Your reasoning about what caused the rise of Communist regeims may or may not be correct but regardless of how they came to power, they still behaved brutally as a direct result of the ideology of Communism. Mao wasn’t afraid to shed his own people’s blood in order to achieve his ends. Surely there is nobody left who actually thinks Communism is a good idea?
About 3.1 million killed in Vietnam war – mainly civilians. This includes 1956 period when the French were evicted. The Western record in wars should be noted. The invasion of Iraq is also notable in its ‘collateral damage’. The difference is that for China and Russia they were Civil Wars not invasions from outside & were a generally popular move aimed at betterment of the people, acknowledging that the outcomes were bloody and ruthless.
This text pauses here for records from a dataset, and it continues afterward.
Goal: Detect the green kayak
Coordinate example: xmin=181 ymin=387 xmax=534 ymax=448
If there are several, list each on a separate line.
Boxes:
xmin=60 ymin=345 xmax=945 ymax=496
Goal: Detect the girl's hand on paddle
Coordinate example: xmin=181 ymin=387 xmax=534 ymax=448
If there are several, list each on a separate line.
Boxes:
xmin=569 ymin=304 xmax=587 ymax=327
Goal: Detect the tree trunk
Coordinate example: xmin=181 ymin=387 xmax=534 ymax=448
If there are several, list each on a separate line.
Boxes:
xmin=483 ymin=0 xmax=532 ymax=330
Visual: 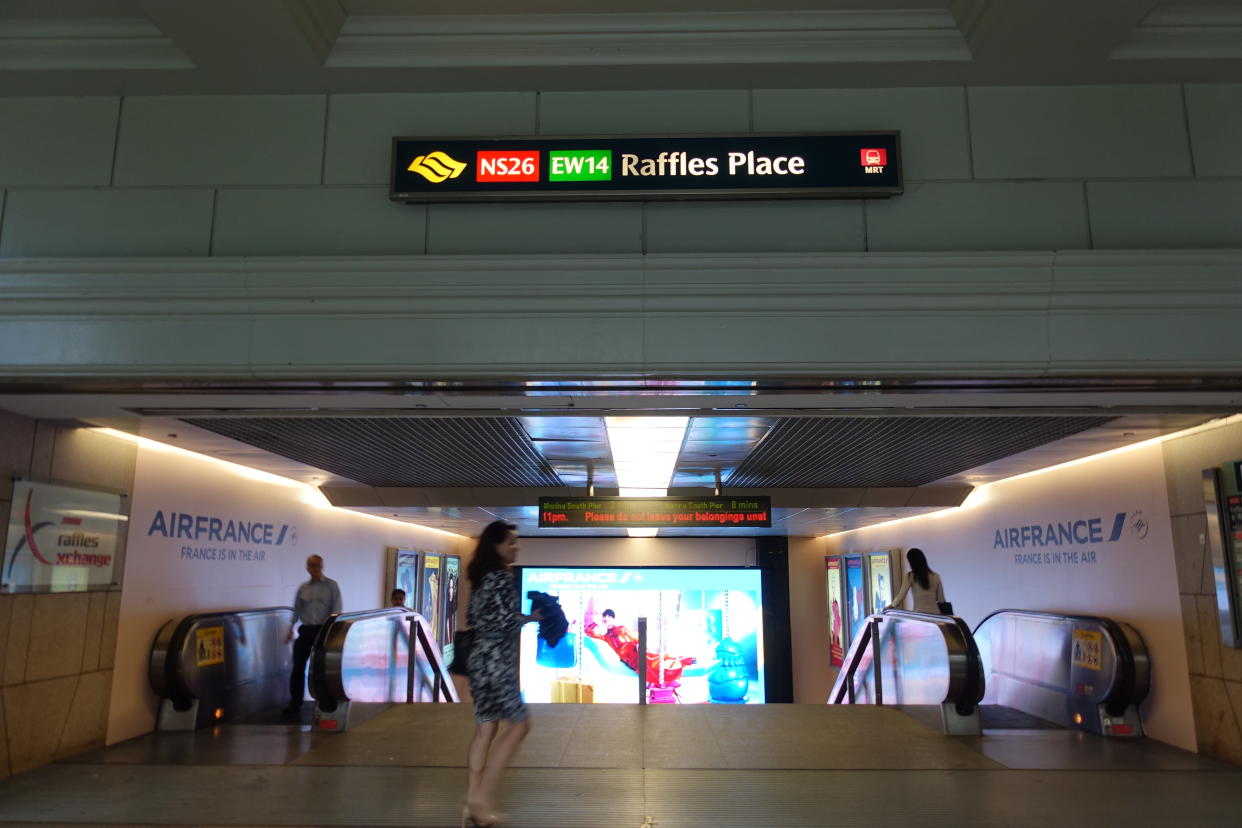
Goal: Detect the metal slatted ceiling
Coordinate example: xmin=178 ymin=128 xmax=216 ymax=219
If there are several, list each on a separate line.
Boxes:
xmin=725 ymin=416 xmax=1113 ymax=489
xmin=185 ymin=417 xmax=565 ymax=487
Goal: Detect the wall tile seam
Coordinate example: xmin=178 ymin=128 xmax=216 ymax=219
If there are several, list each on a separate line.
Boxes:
xmin=108 ymin=96 xmax=125 ymax=186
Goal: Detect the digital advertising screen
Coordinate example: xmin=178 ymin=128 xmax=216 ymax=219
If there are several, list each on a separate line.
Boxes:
xmin=520 ymin=566 xmax=765 ymax=704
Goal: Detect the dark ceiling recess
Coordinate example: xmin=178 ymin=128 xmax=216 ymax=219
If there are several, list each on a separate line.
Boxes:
xmin=185 ymin=417 xmax=565 ymax=487
xmin=725 ymin=416 xmax=1114 ymax=489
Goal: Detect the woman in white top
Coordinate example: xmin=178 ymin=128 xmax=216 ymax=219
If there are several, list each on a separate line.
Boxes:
xmin=886 ymin=547 xmax=944 ymax=616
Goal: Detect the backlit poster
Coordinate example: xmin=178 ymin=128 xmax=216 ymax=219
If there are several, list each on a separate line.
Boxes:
xmin=417 ymin=552 xmax=443 ymax=638
xmin=0 ymin=480 xmax=129 ymax=592
xmin=823 ymin=555 xmax=846 ymax=667
xmin=867 ymin=549 xmax=893 ymax=612
xmin=385 ymin=549 xmax=419 ymax=610
xmin=520 ymin=566 xmax=766 ymax=704
xmin=846 ymin=555 xmax=867 ymax=641
xmin=440 ymin=555 xmax=462 ymax=664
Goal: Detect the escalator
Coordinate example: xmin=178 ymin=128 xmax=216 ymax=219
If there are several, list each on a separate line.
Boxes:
xmin=148 ymin=607 xmax=458 ymax=730
xmin=828 ymin=610 xmax=1150 ymax=736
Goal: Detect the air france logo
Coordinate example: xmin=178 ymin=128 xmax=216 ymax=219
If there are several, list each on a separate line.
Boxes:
xmin=992 ymin=511 xmax=1150 ymax=549
xmin=147 ymin=509 xmax=297 ymax=546
xmin=406 ymin=150 xmax=469 ymax=184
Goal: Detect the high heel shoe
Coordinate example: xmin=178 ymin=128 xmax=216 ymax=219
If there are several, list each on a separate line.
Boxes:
xmin=462 ymin=804 xmax=507 ymax=828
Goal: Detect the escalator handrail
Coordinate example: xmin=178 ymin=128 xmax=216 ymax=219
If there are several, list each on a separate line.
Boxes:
xmin=309 ymin=607 xmax=456 ymax=710
xmin=881 ymin=610 xmax=986 ymax=715
xmin=828 ymin=610 xmax=985 ymax=715
xmin=147 ymin=607 xmax=293 ymax=710
xmin=828 ymin=617 xmax=874 ymax=704
xmin=975 ymin=610 xmax=1151 ymax=716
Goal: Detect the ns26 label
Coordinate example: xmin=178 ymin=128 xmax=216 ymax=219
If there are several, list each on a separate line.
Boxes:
xmin=476 ymin=150 xmax=539 ymax=181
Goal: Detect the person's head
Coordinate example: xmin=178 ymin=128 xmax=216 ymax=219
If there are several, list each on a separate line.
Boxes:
xmin=905 ymin=546 xmax=932 ymax=590
xmin=466 ymin=520 xmax=518 ymax=588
Remember that one of the biggest Civil Wars of the 19th Century was conducted in the USA.
Beautiful – and this from a Senator who didn’t have to put in a job application for five years, all care of filling a casual vacancy.
“the voice from beneath the pith helmet”
Beautiful work there Guy. 🙂
“The only good thing to come out of China is their money!”?
…… And the IMF on competition – will China’s rates be as usury?
[Look at the way we ‘helped’ Timor Leste during their negotiations with “us” (on behalf of Woodside) – a year before Air-Con joined their munificent big house?]